1. Sulnal (Lunar New Year)
A traditional Korean celebration of the New Year (according to the lunar calendar) that wishes for a prosperous, healthy, and successful year and thanks the ancestors for their blessings. Because of this, it is natural and expected for Koreans to exchange greetings in the most polite way to their fellow elders, parents, and grandparents. “Saebae” refers to the act of showing deference towards elders by bowing to them. In return, children are repaid for their respect with money. In our Sulnal workship, our students will be taught how to make a lucky pouch that is used traditionally to hold the money received through saebae.
2. Dano (Spring/Summer)
Koreans traditionally celebrate the summer with the Dano festival as a way of collectively setting high hopes for the upcoming year’s successful harvest. Of course, the festival also serves to officially welcome the onset of summer. In the vein of wishing for a comfortable summer, decorated fans are popularly exchanged as gifts during this time. In our Dano workship, students will have the opportunity to decorate these fans with drawings of flowers and trees.
3. Chuseok (Fall Harvest)
In Korea, Chuseok is the second largest holiday that is nationally observed following New Year’s. Chuseok is also referred to the “Moon Festival” in most Asian countries. On August 15th (according to the lunar calendar) Koreans commemorate and express their gratitude towards their ancestors by sharing the year’s harvest. During the Chuseok, in a fashion similar to Thanksgiving, family members across the country return home to gather with their relatives, where they hold a memorial service that honors their ancestors. During this season, the fruits of an abundant grain and fruit harvest adorn the holiday table. In our Chuseok workshop, students will learn how to make a special rice treat called “songpyeon”, which is served in Chuseok along with Korean green tea.

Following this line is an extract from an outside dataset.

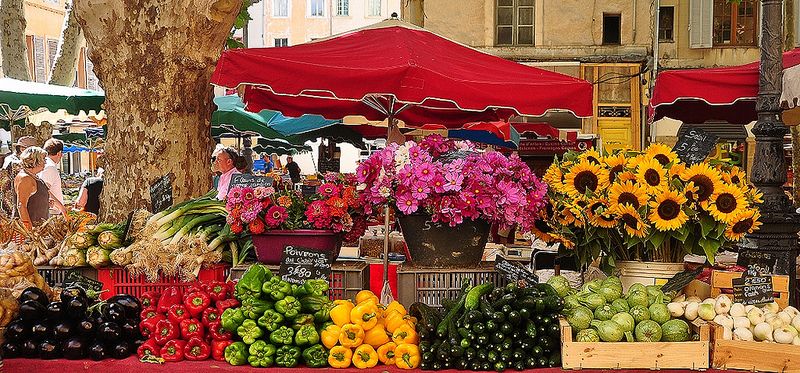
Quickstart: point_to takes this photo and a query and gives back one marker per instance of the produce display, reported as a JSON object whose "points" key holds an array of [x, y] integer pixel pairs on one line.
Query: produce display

4. Dongji (Winter Solstice)
Traditionally, Dongji is the day winter truly begins. They say that on the day of Dongji, the cold temperature and Ying energy makes this night the longest of the year. In celebration of Dongi, Koreans hold a tradition of eating “patjuk” (sweet red bean porridge) which is said to drive evil spirits away. In our Dongji workship, students will learn how to make patjuk, which is served with winter kimchi.